SCANA spokesman Eric Boomhower said Walker raised several concerns before she left the company, mostly what he called "personnel issues." But one was a question about whether SCANA had done enough in 2015 to disclose problems with the construction schedule.
The company says Walker questioned whether executives made it clear enough that the reactors wouldn't be finished in time if workers didn't show "significant improvement." They would need to become far more productive to catch up with the schedule promised by the project's contractors.
Still, Boomhower says, Walker personally told state utility regulators in 2015 that the reactors could be finished in time. Regulators knew they needed a big turnaround, he said. And when SCANA and Santee Cooper locked in the project's cost the next year, he said, the utilities were no longer on the hook for the cost of delays.
Walker declined to discuss the voicemail with The Post and Courier, referring questions to her West Columbia attorney, Jake Moore Sr. Moore did not respond to several phone calls or questions sent via email.
Attorneys representing SCANA's executives — former chief executive Kevin Marsh, current CEO Jimmy Addison and former executive vice president Steve Byrne — also did not respond to several emails.
In the months that followed Walker's message, SCANA and Santee Cooper did agree to amend their contract with Westinghouse Electric, their primary contractor.
Santee Cooper's board of directors voted in June 2016 to approve the fixed-price deal.
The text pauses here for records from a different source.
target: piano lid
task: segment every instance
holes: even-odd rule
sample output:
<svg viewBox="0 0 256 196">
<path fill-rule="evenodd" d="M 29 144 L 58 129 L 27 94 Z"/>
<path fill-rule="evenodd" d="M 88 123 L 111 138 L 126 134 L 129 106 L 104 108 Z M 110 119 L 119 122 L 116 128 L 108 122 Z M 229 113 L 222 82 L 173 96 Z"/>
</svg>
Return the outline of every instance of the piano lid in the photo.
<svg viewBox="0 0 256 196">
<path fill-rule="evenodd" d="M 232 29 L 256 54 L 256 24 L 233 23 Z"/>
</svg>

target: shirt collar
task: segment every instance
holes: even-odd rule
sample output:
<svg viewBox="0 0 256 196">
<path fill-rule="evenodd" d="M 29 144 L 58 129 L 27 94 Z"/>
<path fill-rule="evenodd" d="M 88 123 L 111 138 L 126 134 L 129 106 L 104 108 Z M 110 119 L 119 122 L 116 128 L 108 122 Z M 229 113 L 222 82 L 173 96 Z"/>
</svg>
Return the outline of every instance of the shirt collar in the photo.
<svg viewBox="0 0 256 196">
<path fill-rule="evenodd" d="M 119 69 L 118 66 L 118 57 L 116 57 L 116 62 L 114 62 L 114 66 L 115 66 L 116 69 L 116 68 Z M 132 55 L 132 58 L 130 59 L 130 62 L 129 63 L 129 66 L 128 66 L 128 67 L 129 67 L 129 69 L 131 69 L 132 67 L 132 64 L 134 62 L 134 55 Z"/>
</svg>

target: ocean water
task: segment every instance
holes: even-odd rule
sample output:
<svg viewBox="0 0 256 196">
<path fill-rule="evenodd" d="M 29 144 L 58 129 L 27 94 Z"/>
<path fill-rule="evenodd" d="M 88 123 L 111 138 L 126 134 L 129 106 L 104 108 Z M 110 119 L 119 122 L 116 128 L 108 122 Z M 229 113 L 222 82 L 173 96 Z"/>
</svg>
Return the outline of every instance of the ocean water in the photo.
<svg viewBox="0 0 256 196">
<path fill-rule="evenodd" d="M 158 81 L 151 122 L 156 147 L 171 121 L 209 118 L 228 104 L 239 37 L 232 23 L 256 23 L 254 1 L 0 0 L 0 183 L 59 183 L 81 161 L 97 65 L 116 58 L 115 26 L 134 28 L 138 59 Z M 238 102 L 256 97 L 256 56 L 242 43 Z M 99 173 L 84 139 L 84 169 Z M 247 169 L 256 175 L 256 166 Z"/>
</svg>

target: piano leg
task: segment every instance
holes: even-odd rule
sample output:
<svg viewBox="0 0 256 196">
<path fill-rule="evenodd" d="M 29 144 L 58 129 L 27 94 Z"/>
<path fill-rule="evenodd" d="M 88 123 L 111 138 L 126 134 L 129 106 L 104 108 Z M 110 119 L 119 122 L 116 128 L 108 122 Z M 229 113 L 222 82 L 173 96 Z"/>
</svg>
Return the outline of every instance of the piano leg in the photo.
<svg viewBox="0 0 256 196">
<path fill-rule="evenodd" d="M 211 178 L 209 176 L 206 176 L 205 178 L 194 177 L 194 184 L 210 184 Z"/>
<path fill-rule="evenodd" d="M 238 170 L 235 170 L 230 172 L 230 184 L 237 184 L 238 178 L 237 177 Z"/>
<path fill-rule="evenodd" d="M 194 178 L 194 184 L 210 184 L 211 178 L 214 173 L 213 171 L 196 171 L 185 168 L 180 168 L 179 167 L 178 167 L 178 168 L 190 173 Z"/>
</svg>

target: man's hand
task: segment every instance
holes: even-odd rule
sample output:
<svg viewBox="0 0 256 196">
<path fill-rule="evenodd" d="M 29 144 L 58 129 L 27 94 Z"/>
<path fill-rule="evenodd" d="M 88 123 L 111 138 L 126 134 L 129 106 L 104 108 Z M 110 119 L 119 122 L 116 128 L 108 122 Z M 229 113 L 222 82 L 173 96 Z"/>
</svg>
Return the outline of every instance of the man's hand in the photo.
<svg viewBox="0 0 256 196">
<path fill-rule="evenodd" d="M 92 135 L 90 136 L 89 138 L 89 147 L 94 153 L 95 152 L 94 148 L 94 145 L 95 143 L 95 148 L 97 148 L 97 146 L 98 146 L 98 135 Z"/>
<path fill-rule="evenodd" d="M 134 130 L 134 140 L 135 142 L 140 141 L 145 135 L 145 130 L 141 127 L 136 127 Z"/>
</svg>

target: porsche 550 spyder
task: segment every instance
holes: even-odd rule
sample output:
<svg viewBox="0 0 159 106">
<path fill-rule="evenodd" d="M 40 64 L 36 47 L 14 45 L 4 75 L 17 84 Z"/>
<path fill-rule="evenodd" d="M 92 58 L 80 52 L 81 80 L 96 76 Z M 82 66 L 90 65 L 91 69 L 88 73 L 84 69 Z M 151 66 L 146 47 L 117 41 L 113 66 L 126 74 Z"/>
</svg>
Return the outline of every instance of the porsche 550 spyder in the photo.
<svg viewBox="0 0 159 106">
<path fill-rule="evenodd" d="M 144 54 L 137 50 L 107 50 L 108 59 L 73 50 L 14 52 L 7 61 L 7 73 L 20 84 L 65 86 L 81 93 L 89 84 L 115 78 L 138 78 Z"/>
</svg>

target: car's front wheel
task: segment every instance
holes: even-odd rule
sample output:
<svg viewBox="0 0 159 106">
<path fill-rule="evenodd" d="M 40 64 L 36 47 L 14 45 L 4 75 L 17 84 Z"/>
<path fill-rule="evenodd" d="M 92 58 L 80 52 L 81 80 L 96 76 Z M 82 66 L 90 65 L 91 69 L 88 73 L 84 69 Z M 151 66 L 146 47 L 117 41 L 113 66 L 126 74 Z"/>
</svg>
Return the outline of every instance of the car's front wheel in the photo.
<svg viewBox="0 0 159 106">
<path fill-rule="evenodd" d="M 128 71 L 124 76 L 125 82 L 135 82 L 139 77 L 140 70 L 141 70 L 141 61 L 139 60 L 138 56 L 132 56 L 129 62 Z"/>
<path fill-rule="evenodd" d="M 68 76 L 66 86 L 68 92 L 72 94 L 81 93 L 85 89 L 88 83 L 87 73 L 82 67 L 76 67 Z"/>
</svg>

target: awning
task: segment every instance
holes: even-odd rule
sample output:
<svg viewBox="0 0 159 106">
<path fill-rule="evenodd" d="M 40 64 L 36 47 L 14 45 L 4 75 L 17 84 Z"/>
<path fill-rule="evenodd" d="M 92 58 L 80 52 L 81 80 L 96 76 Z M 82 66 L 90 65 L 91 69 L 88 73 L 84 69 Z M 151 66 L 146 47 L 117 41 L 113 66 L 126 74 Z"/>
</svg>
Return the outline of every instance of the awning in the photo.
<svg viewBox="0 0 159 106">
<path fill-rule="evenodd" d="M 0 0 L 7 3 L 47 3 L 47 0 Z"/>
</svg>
SCANA opted in to the arrangement that May, and the state's utility regulators signed off in November.
Santee Cooper says it had made its concerns known in early 2016, around the time it received Walker's voicemail. Among other things, it sent SCANA a list of problems that spring, including issues with project management, according to spokeswoman Mollie Gore.
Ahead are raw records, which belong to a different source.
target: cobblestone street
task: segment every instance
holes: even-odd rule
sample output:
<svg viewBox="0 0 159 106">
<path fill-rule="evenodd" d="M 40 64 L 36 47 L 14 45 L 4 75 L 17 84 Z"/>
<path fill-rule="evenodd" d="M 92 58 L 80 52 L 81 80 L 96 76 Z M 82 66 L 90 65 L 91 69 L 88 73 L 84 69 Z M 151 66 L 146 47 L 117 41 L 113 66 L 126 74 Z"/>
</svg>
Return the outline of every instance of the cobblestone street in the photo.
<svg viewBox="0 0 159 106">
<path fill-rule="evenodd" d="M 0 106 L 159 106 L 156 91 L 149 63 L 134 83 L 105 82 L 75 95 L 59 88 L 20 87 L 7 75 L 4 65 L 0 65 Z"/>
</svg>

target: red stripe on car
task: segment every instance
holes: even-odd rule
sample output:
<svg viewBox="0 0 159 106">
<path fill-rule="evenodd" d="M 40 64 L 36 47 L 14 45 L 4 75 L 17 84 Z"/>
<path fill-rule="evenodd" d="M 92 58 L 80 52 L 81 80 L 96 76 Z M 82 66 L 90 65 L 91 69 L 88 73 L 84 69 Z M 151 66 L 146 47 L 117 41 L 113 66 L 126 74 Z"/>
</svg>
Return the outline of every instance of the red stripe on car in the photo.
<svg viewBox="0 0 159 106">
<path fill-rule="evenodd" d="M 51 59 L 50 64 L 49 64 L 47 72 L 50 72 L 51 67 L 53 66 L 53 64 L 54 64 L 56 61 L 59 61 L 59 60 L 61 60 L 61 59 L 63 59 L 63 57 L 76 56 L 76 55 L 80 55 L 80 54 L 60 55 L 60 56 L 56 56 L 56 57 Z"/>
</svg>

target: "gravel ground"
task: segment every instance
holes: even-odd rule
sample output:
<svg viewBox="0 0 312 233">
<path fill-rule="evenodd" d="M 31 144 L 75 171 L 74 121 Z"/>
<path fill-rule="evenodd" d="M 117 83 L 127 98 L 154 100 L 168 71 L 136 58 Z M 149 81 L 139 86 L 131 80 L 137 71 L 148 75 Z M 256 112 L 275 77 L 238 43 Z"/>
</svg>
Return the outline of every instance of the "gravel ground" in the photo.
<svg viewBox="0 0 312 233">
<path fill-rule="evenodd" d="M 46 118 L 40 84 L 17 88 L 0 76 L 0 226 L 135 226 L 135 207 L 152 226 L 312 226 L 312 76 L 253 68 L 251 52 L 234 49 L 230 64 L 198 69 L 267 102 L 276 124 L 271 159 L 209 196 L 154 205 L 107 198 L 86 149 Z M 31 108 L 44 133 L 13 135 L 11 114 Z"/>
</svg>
The list didn't specifically address Walker's concerns about SCANA using the project to boost profits.
'Driven by dollar signs'
In the meantime, the disconcerting voicemail didn't spread far, stowed away on Cherry's phone.
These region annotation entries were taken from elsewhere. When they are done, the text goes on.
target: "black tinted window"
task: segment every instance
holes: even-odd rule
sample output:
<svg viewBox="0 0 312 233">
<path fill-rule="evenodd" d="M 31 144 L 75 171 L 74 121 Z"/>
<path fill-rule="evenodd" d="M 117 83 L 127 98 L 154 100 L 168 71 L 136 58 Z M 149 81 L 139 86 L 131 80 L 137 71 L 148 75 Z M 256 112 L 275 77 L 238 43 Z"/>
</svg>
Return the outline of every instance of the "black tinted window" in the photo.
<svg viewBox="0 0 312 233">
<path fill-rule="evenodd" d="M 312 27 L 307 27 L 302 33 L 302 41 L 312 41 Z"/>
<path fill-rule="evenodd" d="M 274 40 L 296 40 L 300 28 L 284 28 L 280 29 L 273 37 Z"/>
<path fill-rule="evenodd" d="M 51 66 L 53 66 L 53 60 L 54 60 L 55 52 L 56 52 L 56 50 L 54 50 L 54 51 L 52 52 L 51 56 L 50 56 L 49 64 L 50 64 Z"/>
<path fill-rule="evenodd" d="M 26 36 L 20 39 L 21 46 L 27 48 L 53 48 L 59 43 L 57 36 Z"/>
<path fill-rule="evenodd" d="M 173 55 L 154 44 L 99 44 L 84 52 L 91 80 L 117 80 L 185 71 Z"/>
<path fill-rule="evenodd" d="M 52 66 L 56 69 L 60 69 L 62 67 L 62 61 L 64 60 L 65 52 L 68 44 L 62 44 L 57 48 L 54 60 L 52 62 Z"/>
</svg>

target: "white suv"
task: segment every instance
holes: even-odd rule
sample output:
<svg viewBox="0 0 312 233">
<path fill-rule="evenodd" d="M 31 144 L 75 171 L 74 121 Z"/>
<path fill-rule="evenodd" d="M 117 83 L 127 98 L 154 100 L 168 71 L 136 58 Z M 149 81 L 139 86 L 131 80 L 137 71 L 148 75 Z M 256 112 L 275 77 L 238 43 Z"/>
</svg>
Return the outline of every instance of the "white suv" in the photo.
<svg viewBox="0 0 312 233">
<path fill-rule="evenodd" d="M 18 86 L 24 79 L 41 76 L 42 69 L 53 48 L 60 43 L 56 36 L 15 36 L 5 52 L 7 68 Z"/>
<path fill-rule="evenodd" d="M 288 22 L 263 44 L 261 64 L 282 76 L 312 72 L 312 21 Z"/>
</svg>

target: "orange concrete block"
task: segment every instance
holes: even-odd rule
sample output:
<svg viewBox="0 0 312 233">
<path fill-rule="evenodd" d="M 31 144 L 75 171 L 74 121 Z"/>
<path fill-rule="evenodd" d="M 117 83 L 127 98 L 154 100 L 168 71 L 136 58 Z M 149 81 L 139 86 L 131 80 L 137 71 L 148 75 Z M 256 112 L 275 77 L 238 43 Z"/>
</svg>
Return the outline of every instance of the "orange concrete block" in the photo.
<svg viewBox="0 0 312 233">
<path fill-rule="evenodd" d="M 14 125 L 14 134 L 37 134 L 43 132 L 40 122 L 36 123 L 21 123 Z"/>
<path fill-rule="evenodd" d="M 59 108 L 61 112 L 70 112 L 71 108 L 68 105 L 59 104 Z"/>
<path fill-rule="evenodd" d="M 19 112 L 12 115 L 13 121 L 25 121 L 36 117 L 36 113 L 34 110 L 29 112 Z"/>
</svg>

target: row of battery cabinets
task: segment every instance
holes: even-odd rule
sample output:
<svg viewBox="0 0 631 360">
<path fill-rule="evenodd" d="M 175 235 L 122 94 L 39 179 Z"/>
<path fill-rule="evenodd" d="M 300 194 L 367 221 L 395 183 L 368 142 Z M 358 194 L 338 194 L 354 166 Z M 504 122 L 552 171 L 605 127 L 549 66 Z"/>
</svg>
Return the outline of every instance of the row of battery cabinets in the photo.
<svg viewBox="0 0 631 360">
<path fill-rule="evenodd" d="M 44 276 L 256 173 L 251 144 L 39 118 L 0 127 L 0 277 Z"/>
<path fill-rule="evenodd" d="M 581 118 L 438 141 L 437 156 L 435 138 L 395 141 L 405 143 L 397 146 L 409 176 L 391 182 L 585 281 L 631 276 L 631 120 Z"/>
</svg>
Barry Wynn, a Santee Cooper board member, said he hadn't heard about the voicemail when the board voted on the fixed-price contract in 2016. Neither had Bill Finn, the board's acting chairman.
"That's not anything I have any awareness of," Finn said. "It's completely new to me."
Santee Cooper says the message was shared with its top executives who oversaw the project, including then-chief executive Lonnie Carter. Executives didn't specifically share it with the board but took it as "one piece of information among many," said Gore, the agency's spokeswoman.
Other concerns were raised around the same time, including a litany laid out by a then-secret, highly critical audit conducted by the Bechtel Corp. That report was delivered in February 2016.
Less than a year after the board's vote, Westinghouse filed for bankruptcy, sunk under the weight of the project's mounting costs.
Santee Cooper pulled the plug last July after estimating that the reactors would cost even more than expected — doubling its initial projections. SCANA backed out later that day, saying it couldn't press on by itself. It has been fighting for months to continue charging customers for the steel, concrete and man-hours it poured into the project.
State lawmakers who investigated the nuclear cancellation believe the voicemail is only a small piece of the evidence that will emerge out of the raft of lawsuits and criminal investigations surrounding V.C. Summer. They are hoping to stop future customer payments for the unfinished reactors.
"It shows what we've always thought. There were executives driven by dollar signs. That is what it shows. That's what we thought from day one, and now we are getting evidence to prove it,” said Rep. Peter McCoy, R-Charleston. "It's beyond misconduct. This is criminal activity."
Walker, for her part, voluntarily retired from SCANA after more than three decades with the company.
"They all but stripped me of my life," Walker said in the voicemail. "If I never heard the word SCANA again, it would be great."
She may not get that wish: Walker is expected to answer lawyers' questions about the project this spring.